When Rino's Italian Restaurant closed in spring 2014, it felt like the end of an era. And it really was an era; Rino's had been in operation in Sugar House for nearly 30 years. But, as they say, all good things must end.

I was intrigued to hear of what would replace Rino's: a seafood & steak restaurant. For pretty much as long as I can remember, the seafood restaurant scene here has been dominated by Gastronomy, which operates the Market Street Grill and Oyster Bar restaurants in Salt Lake City and through the South Valley. For quite a while, I've been hoping that someone would come to town with a top-tier seafood eatery. And I think that has happened with the opening of Harbor Seafood & Steak Co.

From the outside, Harbor doesn't look much different than Rino's. Owners Randall Curtis and Taylor Jacobsen mostly left the exterior alone, saving the trellises and grapevines that were a trademark of the Italian eatery. Inside, however, there is no trace of Rino's. The owners gutted the place, threw out the 20-year-old cans of paprika they found in the storage room, and turned the space into a very appealing, modern-but-comfy restaurant.

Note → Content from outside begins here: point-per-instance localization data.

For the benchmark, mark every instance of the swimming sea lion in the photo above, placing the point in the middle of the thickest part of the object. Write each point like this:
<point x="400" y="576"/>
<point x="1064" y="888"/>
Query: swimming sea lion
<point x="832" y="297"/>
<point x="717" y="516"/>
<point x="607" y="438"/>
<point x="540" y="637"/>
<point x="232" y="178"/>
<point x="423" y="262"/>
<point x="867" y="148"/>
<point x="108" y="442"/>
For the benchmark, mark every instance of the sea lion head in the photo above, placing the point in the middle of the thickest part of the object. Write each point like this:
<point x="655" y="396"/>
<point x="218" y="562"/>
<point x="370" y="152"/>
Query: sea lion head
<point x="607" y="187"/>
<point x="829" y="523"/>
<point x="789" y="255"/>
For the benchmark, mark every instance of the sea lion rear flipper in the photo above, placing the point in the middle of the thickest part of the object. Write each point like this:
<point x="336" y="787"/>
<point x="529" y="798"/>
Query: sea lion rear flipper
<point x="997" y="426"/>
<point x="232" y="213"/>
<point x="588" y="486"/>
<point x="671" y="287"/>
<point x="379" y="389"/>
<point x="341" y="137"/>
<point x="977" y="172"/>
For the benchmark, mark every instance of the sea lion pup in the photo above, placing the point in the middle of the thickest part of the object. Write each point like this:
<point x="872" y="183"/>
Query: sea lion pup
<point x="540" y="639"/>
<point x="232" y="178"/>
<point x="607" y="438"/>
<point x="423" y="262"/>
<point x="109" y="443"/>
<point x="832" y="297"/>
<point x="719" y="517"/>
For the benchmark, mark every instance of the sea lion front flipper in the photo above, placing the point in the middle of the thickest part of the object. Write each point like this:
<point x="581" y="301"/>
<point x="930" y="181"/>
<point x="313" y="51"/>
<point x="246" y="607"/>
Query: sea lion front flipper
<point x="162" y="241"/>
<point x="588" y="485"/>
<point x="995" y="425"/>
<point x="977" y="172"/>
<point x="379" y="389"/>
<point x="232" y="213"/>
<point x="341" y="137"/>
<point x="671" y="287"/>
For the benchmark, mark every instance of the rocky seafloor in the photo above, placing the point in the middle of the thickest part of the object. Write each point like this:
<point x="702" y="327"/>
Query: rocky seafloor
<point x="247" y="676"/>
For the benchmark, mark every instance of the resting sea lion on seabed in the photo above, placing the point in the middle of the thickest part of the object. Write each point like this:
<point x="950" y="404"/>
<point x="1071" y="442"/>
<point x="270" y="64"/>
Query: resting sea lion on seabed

There's a bar/lounge area near the entrance, with a big communal table and plush sofa seating—a spot that's sure to become a popular stop for sipping once it's discovered by locals. The rest of the restaurant is decked out in warm tans and shades of beige and brown, with plenty of wood surfaces. The sound tends to bounce off of those wood surfaces, so the dining room can get a bit noisy when it's busy.

Customers at certain tables can peek into the kitchen by peering through a glass window and watch Chef Justin Jacobsen—brother of co-owner Taylor—do his thing. So far, his thing has been darned good.

At Harbor, every effort is made to utilize local, in-season ingredients, and to fly in the freshest seafood. So, at a recent dinner, we started the evening with stuffed, battered and fried squash blossoms that came from the restaurant's garden. They're not always available on the Harbor menu, but if you see them, snap them up! Another terrific starter is a bowl of steamed clams ($14). This was a dozen and a half plump Maine clams that were steamed in white wine with shallots, garlic, basil and heirloom tomatoes. We appreciated the serving of sliced Pierre's Bakery baguette that came alongside, which we used to sop up the silky clam broth.

An equally outstanding appetizer—although the portion size might cause you to think it's an entree—is tuna carpaccio ($15), which featured a big slab of sushi-grade tuna, sliced to about 1/8-inch thickness so that it covered the entire dinner plate it was served upon. It's drizzled with a light citrus vinaigrette, and topped with an edible garnish of avocado, citrus salad and—according to the menu—candied wasabi. There wasn't any candied wasabi on our tuna, so I can't comment on that. Candied wasabi or not, one could order the carpaccio as an entree and be quite satisfied; it was more than my wife and I could finish, even splitting it. Other Harbor starters include housemade crab cakes, raw oysters on the half-shell with mignonette, steamed mussels, fried calamari and bruschetta.

As is the case at many steakhouses, sides at Harbor are offered à la carte, priced at $5 each for sea salt fries, spicy green beans, steamed veggies, mac & cheese, peas & smoked bacon, garlic mashers, etc. And unlike at many steakhouses, steak and seafood entrees at Harbor come with a choice of two side dishes and one sauce. Available sauces include béarnaise, peppercorn, creamy horseradish, citrus butter, red-pepper pesto, plain pesto and Harbor steak sauce. Extra sauce is offered at $3 per serving, and crab can be added to sides for $5.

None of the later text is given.